How a Tweet inspired Instapainting founder Chris Chen to build a master painter robot controlled by Twitch viewers.
Since he couldn’t paint like a master, Chris Chen made a painter robot that could.
Chen is the founder of Instapainting, a company that hires accomplished artists to turn photographs into paintings on canvas. When a Twitter user attempted to steal a customer by offering to have a robot paint the customer’s image, Chen was inspired to make a painter robot of his own.
Three weeks and $250 later, Chen had his first prototype. His bot quickly evolved from mimicking human painters to taking paint stroke commands from live TwitchTV users.
“I don’t think there was ever a real, physical world collaborative Twitch stream,” said Chen.
So he started one.
For years Twitch has been the social video platform of choice for gamers — a place to chat with fellow enthusiasts, stream play-throughs or watch eSports pros battle it out in gaming tournaments. When Twitch switched on new flavors of programming last fall, millions of art fans tuned in to watch a nine-day marathon of “The Joy of Painting,” the 1980s TV show hosted by frizzy-haired, mellow-talking painter Bob Ross.
It was Chen’s second Twitch Paints livestream collaboration. In the debut episode, which made the front page of Hacker News, Twitch commenters had to write code commands to tell the robot where to paint.
For the second show, which attracted more than six thousand Twitch viewers, Chen made it easier, allowing viewers to control the robot painter by typing simple x and y axis coordinates. The finished work is being sold via Ebay with proceeds from the auction going to Watsi, an organization that uses crowd-funding to provide medical care to people around the world.
A History of Robot Painters
Chen’s may be the first painting robot that is crowd controlled via the internet, but it’s not the first robot artist.
The Basel Academy of Art and Design’s “mobile sensory image production mechanism” BNJMN began signing his name to original works in 2013, and E-David (“Drawing Apparatus for Vivid Interactive Display”) started creating visually optimized works of art from the University of Konstanz in 2009. But it was Chen who took the robot art game to the next level of crowd-control creativity.
Chen became curious about crowdsourcing the painting process after seeing a group of Twitch users collaborate on a more scientific project.
“I saw a Twitch Installs Arch Linux project, and that gave me the idea,” said Chen.
Linux is an operating system like Apple OS X or Microsoft Windows, but unlike those systems, Linux is free and open-source. During the Twitch stream, the most popular keystroke every five seconds in a Twitch chat was used to command an Arch Linux virtual machine, giving an entire community of Twitch users control over a single machine. Goals for that stream included booting Arch Linux from the hard disk and configuring a fully working X server.
Building a Rembrandt Robot
Though the technology may looks and sounds complex, Chen said the execution was simple.
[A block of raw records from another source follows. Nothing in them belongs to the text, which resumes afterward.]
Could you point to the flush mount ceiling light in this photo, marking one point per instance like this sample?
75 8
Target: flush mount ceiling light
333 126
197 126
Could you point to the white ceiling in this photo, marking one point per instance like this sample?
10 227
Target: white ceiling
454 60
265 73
When an artist draws, the movements are recorded digitally in three dimensions: X and Y (up, down and across the canvas) and Z (for applying pen pressure to the canvas).
The robot then plays the movements back to recreate the painting. Because it skips lulls in movement, the robot can recreate a precise replica faster than humans.
“The robot uses two stepper motors and a servo motor,” explained Chen. “It is modified from a 2D plotting system,” which creates images by moving a pen or instrument across a canvas. This plotting system is essentially the X and Y axis the robot uses to place paint on the canvas.
He added a water brush and DC peristaltic pump so the robot could wet the watercolor palette and apply the paint to the paper.
“The motors are connected to an Arduino Due, and that can plug into a computer where additional software is run to control it and interface with control inputs like a Wacom tablet, mouse or even a Myo armband,” he said.
According to Chen, it was equally simple to connect the robot to Twitch.
“For the Twitch Paints project, the computer was substituted with a Raspberry Pi, which sent commands to the robot,” he explained. “It was hooked up to read commands from the chat window and access a special database to read commands from the point-and-click GUI control.”
The graphical user interface (GUI) allowed viewers to add coordinates in the chat window rather than type elaborate software code instructions.
This futuristic technology has the potential to help anyone paint like a pro, and Chen has considered experimenting with new designs for the robot that would include using analog feedback and automatic color mixing.
For now, he’s focusing on Instapainting, helping it expand the types of handmade art it offers.
“While the robot is cool, it’s not going to replace the breadth and depth of human-designed art any time soon.”